Having contracted a grave disease, in October 1847 she moved to Genoa to heal but soon died. Her remains are buried at the church of San Babila in Milan.

A Milanese legend tells that at a full moon the ghost of Antonietta, as protector of lovers, would appear on the balcony of Palazzo Arese at 8 corso Venezia. After the building's demolition in 1943, following damage suffered by bombings in the second World War, the palazzo's original neoclassical balcony was saved and included in the facade of a modern building.

== Contemporary testimonies ==
Antonietta's reputation was often one of controversy: Stendhal referred to her as a femme de génie, Vincenzo Monti admired her greatly, and Giuseppe Pecchio, biographer of Foscolo, wrote: "She makes a game of men because she believes them born like roosters, made for loving, jealousy, and scuffles" ("Si fa gioco degli uomini perché li crede nati come i galli per amare, ingelosirsi e azzuffarsi")
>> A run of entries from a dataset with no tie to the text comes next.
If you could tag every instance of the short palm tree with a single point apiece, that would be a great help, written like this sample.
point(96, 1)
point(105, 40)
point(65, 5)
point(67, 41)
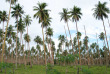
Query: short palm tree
point(17, 12)
point(42, 15)
point(76, 15)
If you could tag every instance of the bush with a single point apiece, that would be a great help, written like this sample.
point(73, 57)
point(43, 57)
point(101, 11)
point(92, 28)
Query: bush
point(50, 70)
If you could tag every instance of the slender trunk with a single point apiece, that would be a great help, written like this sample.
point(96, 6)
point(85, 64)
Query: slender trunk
point(48, 42)
point(3, 46)
point(24, 55)
point(107, 42)
point(108, 22)
point(87, 47)
point(16, 43)
point(12, 54)
point(51, 52)
point(98, 51)
point(44, 45)
point(78, 43)
point(70, 37)
point(66, 36)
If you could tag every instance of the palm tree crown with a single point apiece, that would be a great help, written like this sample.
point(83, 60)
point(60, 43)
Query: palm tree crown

Giuseppe Rovani, in his masterwork Cento anni, wrote: "most beautiful of beauties, she had much spirit, much ingenuity, much culture (she spoke four languages); she was kind, generous, and affable; in sum, she constituted the rare combination of egrege qualities; but all of them seemed to fall apart under the hurricane of her one defect. She made love her only pastime; but a pastime that was tumultuous, quivering, restless; one must say that this love was parent of that which remained naked in Greece, as Foscolo said" ("bellissima fra le belle, aveva molto spirito, molto ingegno, molta coltura (parlava quattro lingue); era buona, generosa e affabile; costituiva insomma il complesso rarissimo di egrege qualità; ma tutte parevano sfasciarsi sotto l'uragano di un difetto solo. Ella faceva dell'amore l'unico passatempo; ma un passatempo tumultuoso, fremebondo, irrequieto; né occorre il dire che quell'amore era parente di quello rimasto nudo in Grecia, come disse Foscolo".